Budget/Backpacker Travel Guide: Mexico City
Experience authentic local culture on a shoestring budget with hostels, street food, and public transport
Daily Budget: 530-1300 MXN ($30-72) per day
Complete breakdown of costs for budget/backpacker travel in Mexico City
Accommodation
220-550 MXN ($12-31) per night
Hostel dorms and bare-bones budget guesthouses cluster in Centro Histórico and around major metro stops. Shared bathrooms, common kitchens that reek of instant coffee and reheated beans, and creaky bunk beds that quickly reveal who wants to save money. The better ones open onto rooftop terraces where cool evening air carries distant cumbia from the street below. Worth it if you travel light.
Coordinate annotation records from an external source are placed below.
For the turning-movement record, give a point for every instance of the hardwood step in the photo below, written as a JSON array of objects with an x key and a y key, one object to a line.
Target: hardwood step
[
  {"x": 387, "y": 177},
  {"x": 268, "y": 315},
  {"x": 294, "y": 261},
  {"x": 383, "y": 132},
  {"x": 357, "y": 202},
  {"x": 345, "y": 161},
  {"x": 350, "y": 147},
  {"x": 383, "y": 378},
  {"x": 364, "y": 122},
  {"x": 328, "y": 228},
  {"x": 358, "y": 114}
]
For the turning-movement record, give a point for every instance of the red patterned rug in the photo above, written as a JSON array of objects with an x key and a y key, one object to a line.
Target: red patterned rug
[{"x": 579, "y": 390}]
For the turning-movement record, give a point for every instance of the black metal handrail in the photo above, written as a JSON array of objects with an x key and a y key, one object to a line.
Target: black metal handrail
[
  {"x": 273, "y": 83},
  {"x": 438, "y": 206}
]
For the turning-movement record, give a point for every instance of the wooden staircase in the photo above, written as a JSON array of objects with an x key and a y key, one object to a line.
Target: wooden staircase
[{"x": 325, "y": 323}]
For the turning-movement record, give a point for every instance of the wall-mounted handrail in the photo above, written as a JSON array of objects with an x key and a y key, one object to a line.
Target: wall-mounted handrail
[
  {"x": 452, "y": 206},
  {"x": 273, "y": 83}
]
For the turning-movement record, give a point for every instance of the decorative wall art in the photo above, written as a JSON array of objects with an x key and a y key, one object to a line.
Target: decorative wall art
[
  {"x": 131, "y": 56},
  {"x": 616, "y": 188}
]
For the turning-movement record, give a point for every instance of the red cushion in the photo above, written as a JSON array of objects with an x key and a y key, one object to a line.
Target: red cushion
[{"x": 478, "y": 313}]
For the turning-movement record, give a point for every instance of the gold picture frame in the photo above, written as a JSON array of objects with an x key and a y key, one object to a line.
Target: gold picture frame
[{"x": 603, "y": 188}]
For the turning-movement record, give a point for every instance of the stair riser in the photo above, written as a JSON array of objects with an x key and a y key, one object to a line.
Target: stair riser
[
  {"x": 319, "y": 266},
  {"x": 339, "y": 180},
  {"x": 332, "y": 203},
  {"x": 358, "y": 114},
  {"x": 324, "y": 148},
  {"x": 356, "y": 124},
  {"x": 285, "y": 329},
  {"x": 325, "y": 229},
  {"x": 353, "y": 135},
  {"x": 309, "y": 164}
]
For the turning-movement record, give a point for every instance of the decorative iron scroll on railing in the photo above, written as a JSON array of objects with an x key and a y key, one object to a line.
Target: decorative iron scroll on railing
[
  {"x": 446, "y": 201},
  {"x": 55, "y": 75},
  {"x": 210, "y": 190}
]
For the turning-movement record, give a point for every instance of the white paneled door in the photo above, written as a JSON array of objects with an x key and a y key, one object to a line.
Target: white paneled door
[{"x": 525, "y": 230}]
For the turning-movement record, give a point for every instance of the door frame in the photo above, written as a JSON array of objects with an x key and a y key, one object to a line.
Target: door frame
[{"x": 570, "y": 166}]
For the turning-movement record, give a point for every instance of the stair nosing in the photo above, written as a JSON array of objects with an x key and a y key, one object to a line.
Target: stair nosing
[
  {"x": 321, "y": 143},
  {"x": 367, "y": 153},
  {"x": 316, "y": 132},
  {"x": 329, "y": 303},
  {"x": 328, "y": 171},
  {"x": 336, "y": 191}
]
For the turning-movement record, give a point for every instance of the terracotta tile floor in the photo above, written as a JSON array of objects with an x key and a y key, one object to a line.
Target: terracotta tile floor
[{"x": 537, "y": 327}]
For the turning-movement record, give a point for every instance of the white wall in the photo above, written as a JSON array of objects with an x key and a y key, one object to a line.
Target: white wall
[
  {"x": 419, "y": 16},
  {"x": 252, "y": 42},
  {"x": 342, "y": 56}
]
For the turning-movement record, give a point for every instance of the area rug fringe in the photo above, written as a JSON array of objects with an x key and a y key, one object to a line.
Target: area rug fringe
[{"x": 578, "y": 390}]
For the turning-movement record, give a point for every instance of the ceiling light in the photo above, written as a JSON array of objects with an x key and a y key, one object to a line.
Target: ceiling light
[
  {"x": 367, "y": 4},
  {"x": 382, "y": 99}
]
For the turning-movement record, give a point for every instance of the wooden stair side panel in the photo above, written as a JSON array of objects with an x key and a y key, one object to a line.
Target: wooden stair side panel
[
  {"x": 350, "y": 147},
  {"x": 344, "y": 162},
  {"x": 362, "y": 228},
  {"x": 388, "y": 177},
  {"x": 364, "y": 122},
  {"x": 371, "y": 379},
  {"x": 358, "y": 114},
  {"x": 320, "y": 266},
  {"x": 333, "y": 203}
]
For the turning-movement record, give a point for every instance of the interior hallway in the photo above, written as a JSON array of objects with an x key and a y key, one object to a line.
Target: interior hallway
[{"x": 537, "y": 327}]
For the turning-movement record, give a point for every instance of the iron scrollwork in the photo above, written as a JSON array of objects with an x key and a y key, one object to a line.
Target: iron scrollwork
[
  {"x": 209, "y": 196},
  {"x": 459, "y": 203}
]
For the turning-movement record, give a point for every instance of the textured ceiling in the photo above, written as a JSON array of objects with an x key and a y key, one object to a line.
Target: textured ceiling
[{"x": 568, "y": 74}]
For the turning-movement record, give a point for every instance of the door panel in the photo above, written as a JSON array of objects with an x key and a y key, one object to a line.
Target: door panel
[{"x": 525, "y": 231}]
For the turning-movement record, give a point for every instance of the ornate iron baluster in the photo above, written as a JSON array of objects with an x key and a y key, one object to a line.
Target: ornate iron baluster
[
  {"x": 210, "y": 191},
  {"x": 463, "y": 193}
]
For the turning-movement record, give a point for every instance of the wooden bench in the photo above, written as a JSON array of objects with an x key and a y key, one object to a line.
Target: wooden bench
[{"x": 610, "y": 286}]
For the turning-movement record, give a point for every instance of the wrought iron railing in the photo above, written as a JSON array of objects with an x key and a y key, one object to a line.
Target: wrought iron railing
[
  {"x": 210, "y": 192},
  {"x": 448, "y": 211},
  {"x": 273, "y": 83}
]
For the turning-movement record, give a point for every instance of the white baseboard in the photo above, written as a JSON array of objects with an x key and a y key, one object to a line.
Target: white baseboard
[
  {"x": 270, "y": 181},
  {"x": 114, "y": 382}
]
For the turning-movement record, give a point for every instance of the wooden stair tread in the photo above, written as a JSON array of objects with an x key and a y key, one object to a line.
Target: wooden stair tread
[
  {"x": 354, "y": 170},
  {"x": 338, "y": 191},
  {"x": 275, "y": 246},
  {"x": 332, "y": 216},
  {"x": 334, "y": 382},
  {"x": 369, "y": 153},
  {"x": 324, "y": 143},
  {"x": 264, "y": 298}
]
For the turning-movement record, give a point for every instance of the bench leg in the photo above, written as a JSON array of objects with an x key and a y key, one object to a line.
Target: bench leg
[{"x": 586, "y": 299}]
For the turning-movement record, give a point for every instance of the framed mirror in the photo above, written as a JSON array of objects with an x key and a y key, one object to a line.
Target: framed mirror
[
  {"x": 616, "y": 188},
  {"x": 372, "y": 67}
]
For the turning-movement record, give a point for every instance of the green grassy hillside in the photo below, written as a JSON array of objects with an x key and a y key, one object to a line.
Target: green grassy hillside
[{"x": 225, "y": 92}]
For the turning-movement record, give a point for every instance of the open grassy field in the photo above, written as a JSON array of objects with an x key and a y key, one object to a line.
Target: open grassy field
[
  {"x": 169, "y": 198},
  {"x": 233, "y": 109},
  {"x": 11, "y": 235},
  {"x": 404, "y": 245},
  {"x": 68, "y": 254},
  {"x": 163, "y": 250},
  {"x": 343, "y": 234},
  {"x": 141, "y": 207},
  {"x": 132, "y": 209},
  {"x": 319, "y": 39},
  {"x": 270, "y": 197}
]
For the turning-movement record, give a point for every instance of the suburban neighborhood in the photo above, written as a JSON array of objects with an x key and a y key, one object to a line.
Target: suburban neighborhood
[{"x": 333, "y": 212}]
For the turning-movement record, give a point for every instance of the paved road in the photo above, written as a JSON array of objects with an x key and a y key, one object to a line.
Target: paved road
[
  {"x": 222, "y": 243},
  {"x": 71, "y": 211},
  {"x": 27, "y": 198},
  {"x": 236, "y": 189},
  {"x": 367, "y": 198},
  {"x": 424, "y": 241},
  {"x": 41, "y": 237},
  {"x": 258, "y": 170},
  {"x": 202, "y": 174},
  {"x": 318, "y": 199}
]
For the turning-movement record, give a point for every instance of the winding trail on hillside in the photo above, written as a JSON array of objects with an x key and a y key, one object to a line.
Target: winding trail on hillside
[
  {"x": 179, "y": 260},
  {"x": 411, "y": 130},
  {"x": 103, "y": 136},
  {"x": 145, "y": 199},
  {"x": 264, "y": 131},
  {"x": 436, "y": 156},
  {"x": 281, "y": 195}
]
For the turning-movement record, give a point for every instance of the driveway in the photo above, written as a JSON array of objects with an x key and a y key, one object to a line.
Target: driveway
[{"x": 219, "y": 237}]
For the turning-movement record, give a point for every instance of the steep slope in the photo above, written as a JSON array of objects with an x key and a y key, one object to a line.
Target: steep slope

Browse budget/backpacker accommodation →Food & Dining
200-400 MXN ($11-22) per day
Street tacos, comida corrida set lunches at fondas, fresh juices from market stalls, and tortas eaten standing at a counter with salsa dripping down your wrist. The mercados públicos are where you eat like a local for almost nothing. Mercado de la Merced fills the senses with the smoky char of grilling meat, the sharp tang of fresh lime, and the bright colors of chile displays stretching the length of a city block. Bring napkins.
Transportation
30-100 MXN ($1.70-5.60) per day
The Metro is the backbone of budget travel in Mexico City. Flat fare, fast, and covering nearly the whole city, though rush hour packs carriages tight enough to feel every jostle. Metrobús lines extend surface coverage. Peseros (shared minibuses) fill the gaps with grinding gear changes and shouted destination calls. They get crowded and confusing for first-timers. Use sparingly.
Activities
80-250 MXN ($4.50-14) per day
Free options are excellent here. The Zócalo, Alameda Central, the vast Chapultepec forest, and dozens of neighborhood markets and plazas cost nothing. When you do pay, national INAH museums charge modest admission fees, and the scale of what you see justifies every peso. The gleaming obsidian blades at Templo Mayor, the towering murals at the Palacio Nacional. Go early.
Currency: MXN Mexican Peso is the currency. Prices shown in MXN with approximate USD. Actual rates shift daily. Traveler rates at casas de cambio differ from interbank numbers.
Money-Saving Tips
Eat your main meal at lunch rather than dinner. Fondas and cantinas run comida corrida (a multi-course set lunch) for a fraction of the dinner price at the same restaurant, and the portions are often larger and more traditionally prepared. Simple switch, big savings.
Use the Metro for any journey over a few kilometers. It runs on a flat fare that is among the cheapest of any major capital, and the network reaches most tourist areas. Supplementing with Metrobús keeps daily transport costs minimal even if you cross the city several times. Move like a local.
Visit national INAH archaeological sites and museums on Sundays when Mexican residents receive free admission. Even as a foreign visitor who still pays, the crowds at popular sites thin out on weekday mornings, and some temporary exhibitions run at reduced rates mid-week. Timing matters.
Stay in Roma, Condesa, or Coyoacán rather than in hotels immediately adjacent to Centro Histórico landmark addresses. You typically get more space, better construction quality, and a calmer environment for a meaningfully lower nightly rate, with good Metro and Metrobús links keeping you connected to everything. Sleep smarter.
Drink agua de jamaica, horchata, or fresh juices from market stalls and buy purified water by the refillable bottle at neighborhood tiendas rather than paying for single-use bottles at tourist-facing shops, where the markup on water can be surprisingly steep. Hydrate cheaply.
Skip the hotel tour desk. Ride local transport to day-trip spots. TAPO bus terminal sends you straight to Puebla. Combis leave Indios Verdes metro for Teotihuacán. You pocket the convenience premium.
Circle two mornings around neighborhood tianguis. Each borough posts its own weekly schedule. Eat breakfast and lunch on the move. Smoked chiles perfume the air. Fresh corn masa steams beside you. Vendors shout over one another in cheerful rivalry. Prices sit far below any sit-down cafe.
Common Budget Mistakes to Avoid
Airport taxi booths bleed wallets dry. Hotel car services do the same. App rideshares cost far less. The Metro costs even less. The gap compounds across a week.
Skip tables facing the Zócalo. Ignore spots fronting Coyoacán's central plaza. Location markups bite hard. Walk two or three streets away. Better cooking waits there. Prices drop fast.
Airport currency desks offer poor rates. Hotel front desks are worse. Bring a small peso cushion. Change the rest at a city-center casa de cambio. Reputable shops sit in residential neighborhoods. Savings add up over a long trip.